Haas team boss Guenther Steiner says Formula One's new regulation changes make the early batch of upgrades crucial for any team wanting a successful 2017 season.
The new cars for the upcoming season are wider with higher levels of downforce, which are expected to dramatically cut lap times. World champions Mercedes are wary of the new rules dramatically shaking up the pecking order, something which occurred with the last major aerodynamic overhaul in 2009 when Brawn GP emerged from the ashes of Honda to win the title.
New rules also lead to the prospect of a ferocious development battle as teams unlock performance, something Steiner thinks will be the defining part of 2017.
When asked if the new rules make scoring points a more realistic prospect than last year, when Haas finished sixth on its debut in Australia, Steiner told ESPN: "We will do the same as last year and hope we score points. For the rest of the season, this year we will be bringing more updates. Last year we said from the beginning we will bring very few updates. This year we need to bring more updates because it will be a battle of who can bring the most updates in the shortest amount of time.

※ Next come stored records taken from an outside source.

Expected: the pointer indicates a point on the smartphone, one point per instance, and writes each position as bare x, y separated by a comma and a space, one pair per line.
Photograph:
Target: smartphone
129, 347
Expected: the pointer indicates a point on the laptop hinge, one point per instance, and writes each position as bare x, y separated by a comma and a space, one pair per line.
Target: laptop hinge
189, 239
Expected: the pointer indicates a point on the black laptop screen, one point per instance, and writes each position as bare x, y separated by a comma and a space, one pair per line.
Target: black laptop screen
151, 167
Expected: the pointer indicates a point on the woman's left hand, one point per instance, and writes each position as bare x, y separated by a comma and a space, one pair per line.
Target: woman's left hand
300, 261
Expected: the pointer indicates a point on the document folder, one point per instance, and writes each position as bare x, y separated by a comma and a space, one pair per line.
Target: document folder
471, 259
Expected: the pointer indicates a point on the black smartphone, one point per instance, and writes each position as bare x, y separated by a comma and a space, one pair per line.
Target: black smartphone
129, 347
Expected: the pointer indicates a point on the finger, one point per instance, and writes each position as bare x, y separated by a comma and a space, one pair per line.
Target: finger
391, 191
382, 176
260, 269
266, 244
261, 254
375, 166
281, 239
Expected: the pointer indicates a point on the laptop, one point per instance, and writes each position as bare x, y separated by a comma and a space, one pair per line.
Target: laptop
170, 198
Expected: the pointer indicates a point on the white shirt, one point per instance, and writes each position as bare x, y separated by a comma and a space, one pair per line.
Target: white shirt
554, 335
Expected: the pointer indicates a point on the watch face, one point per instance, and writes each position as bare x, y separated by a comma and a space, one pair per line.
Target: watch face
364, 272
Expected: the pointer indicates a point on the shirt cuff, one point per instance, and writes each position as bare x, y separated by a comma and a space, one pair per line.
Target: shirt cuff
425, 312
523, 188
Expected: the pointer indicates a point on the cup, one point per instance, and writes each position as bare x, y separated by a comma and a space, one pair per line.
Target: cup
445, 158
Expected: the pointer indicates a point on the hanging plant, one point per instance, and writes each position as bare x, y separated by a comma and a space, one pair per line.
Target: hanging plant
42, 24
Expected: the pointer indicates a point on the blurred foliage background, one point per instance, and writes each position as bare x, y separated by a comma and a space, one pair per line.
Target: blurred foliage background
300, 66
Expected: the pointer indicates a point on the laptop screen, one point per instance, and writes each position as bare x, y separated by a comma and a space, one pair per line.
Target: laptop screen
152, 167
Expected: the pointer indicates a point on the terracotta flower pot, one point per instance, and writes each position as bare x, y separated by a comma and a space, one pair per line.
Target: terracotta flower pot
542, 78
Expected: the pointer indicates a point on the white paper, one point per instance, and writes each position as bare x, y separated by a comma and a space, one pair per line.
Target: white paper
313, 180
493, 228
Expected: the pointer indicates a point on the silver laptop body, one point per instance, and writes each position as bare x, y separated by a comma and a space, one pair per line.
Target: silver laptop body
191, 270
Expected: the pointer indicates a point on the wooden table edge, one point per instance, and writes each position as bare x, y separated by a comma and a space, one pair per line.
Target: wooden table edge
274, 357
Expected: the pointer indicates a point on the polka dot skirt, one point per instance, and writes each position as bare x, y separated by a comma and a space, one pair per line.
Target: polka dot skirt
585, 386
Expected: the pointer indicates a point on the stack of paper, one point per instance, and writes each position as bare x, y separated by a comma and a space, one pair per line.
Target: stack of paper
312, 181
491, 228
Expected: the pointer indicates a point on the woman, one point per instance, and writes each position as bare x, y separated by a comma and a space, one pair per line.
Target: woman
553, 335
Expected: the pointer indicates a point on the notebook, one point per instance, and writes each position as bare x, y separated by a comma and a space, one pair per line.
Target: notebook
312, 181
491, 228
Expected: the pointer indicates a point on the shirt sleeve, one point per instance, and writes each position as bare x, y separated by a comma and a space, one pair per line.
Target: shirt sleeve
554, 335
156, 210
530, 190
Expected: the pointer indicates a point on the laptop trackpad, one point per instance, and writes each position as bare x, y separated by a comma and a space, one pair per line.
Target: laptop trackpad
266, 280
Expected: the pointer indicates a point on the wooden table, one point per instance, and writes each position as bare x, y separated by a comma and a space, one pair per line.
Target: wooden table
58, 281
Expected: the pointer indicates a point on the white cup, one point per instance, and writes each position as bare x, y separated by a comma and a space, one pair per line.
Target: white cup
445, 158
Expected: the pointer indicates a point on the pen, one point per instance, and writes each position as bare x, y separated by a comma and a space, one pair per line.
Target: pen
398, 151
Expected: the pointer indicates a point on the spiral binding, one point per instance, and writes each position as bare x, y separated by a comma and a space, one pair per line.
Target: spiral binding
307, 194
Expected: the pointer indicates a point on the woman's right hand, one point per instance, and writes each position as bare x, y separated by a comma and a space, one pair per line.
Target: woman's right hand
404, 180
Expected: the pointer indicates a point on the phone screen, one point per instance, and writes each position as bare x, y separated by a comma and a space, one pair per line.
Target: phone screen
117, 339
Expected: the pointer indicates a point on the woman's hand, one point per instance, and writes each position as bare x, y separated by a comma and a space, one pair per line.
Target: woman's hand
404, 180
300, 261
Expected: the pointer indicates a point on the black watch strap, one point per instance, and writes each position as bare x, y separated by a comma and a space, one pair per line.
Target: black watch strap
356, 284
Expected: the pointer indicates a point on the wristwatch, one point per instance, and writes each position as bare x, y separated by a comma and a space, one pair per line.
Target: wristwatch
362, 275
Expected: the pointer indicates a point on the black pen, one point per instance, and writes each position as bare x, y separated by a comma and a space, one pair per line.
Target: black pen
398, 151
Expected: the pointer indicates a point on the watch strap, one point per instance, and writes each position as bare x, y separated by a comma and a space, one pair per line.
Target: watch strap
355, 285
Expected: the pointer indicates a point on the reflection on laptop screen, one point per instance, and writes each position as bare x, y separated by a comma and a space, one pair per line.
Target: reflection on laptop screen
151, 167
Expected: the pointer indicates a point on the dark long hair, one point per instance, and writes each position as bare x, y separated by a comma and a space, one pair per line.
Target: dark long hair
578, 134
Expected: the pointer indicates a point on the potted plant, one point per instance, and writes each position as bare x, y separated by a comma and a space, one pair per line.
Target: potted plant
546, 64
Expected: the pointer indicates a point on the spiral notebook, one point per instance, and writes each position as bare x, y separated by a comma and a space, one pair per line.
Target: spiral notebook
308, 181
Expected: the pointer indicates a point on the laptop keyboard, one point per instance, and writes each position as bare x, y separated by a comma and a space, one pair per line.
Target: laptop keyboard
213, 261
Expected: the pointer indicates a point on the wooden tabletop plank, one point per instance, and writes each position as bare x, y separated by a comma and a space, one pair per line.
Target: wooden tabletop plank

"We know we can't compete with the big boys but in our league we will try to do the best we can to have updates available because the gains in the beginning will be much bigger than ever before because it's a completely new car, so you find more gains in the beginning than you find after four or five years developing the car. So this year will be about who can bring the most new parts and good parts to each race."
Haas had limited upgrades in its rookie campaign in Formula One, with one eye turned towards 2017 for much of the year. The American team struggled in the latter part of the season -- notably with its brakes -- and was severely hampered by the fact it had no data for any of the 21 circuits it visited.
Though it is now equipped with relevant information for every track on the calendar and hopes to make a step up the pecking order, Steiner admits the rule changes have muddied the data Haas collected in 2016.
"It will help, absolutely, but we musn't forget that the tyres are completely new so the tyre data for this year I don't think is as relevant as if we were using the same tyres. It's the same for everyone, so I'm not trying to find an excuse for that, but we have no data for the tyres. We'll get that at Barcelona and we need to make our own experience and learning with this year's tyres.
"That's the same for everyone though, we can't say 'we didn't know about it', because nobody does. For sure, having more track data, more understanding of the tracks and circuits should be helpful."